The Labor Movement: Internships in the 21st Century

By Matthew Bruenig

This Opinion piece presents the opinions of the author. It does not necessarily reflect the views of Jobs with Justice or our stakeholders.

As the midpoint of summer nears, the college internship season is in full swing. Millions of college students — some paid, but many unpaid — are laboring away in businesses, organizations, and government offices across the country.

For those who are paid, the bargain of the internship is clear: work is provided and compensation is handed out. Those who are unpaid, however, do not fare as well. The bargain for them — at least in theory — is that they provide free labor in exchange for experience, contacts, and resume filler. The unpaid internship process is depicted as a form of helpful education, not that dissimilar from the master-apprentice model long practiced in the trades.

This rosy picture of unpaid internships is a fantasy; in reality, unpaid internships are a form of labor exploitation pure and simple.

Consider the example of an intern who works at a profit-making firm, working most of the day answering calls, filing documents, making copies, and other sorts of typical intern tasks. The labor of this intern helps generate revenue and therefore profits for the firm, revenue that the intern never sees a penny of. Being profited off of while being paid nothing is a paradigmatic case of labor exploitation.

The negative impacts of this exploitation do not end at the student however. Firms that take advantage of unpaid interns may do so in order to avoid hiring more staff. A few unpaid interns from the local university can provide enough clerical assistance year-round to replace one or more office workers. Unpaid internships then can functionally displace paid workers, boosting the profits of the firm while providing nothing near a reciprocal benefit.

Despite this, college students continue to take on unpaid internships during their undergraduate careers. While some may remark that the willingness of students to take on these internships indicate that the experience really is worth the cost, I am more inclined to view the unpaid internship boom as a classic case of a race to the bottom.

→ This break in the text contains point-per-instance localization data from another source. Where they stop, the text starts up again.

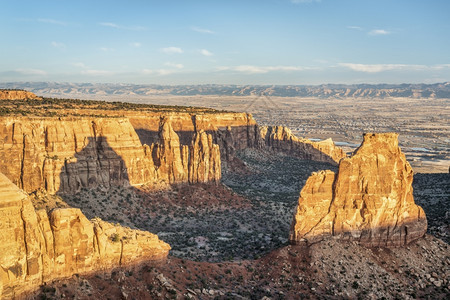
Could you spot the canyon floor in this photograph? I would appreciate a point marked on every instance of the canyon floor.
(230, 242)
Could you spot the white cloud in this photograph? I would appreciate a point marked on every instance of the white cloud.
(376, 68)
(304, 1)
(31, 72)
(164, 72)
(172, 50)
(205, 52)
(96, 72)
(174, 65)
(202, 30)
(379, 32)
(58, 45)
(117, 26)
(52, 21)
(249, 69)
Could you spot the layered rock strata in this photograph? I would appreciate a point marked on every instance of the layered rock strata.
(66, 154)
(281, 139)
(37, 247)
(369, 200)
(17, 95)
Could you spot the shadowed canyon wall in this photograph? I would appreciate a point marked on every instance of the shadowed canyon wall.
(369, 200)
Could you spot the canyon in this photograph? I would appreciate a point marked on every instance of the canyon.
(164, 170)
(368, 200)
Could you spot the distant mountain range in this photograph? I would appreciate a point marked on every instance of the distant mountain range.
(429, 91)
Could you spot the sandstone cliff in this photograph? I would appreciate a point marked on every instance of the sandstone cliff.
(38, 247)
(17, 95)
(65, 154)
(369, 200)
(281, 139)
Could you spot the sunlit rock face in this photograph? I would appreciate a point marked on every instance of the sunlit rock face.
(368, 200)
(281, 139)
(63, 155)
(17, 95)
(37, 247)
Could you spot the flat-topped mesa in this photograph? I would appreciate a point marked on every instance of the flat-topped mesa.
(369, 200)
(280, 138)
(66, 154)
(17, 95)
(38, 247)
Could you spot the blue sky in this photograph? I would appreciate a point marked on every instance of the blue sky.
(225, 41)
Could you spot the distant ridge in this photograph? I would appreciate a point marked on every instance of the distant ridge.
(339, 91)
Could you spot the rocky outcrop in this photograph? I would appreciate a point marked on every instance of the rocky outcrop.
(38, 247)
(369, 200)
(281, 139)
(205, 164)
(66, 154)
(17, 95)
(177, 163)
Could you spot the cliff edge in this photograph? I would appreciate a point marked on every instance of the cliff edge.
(17, 95)
(38, 247)
(369, 199)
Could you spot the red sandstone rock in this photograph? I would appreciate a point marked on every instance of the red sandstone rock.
(36, 247)
(369, 200)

As soon as some students are willing to work for free, other students are left with few options. If they seek compensation for their work, they will be passed over for interns who are financially able to work for free. If they choose to forego unpaid internships altogether, they will be behind their peers in the search for jobs.

This race to the bottom has a disproportionate impact on poor students who are simply unable to spend months at a time without an income while they have bills to pay. Their inability to access these internships puts them at a disadvantage relative to their wealthier peers, stacking the deck against them in the competition to find employment after college.

Many universities — instead of working against these predatory internships — have actually found a way to get in on the exploitation. These universities offer academic credit for students who take on unpaid internships, this an outgrowth of the farcical claim that internships are a facet of a college education. To get this academic credit, students pay for course hours just like they would an actual class. Unlike an actual class however, the university provides no educational instruction whatsoever.

So, students pay their university hundreds, possibly thousands, of dollars to work for free at an outside firm. The university profits; the firm profits; and, the students get nothing but a lighter wallet (or heavier debt) and some valuable phone-answering experience.

That is not to say that all unpaid internships are made the same. For instance, unpaid internships at non-profit organizations do not have all of the same components of exploitation as those which take place at for-profit firms. But even in those cases, in a truly just economy, unpaid internships would have no place.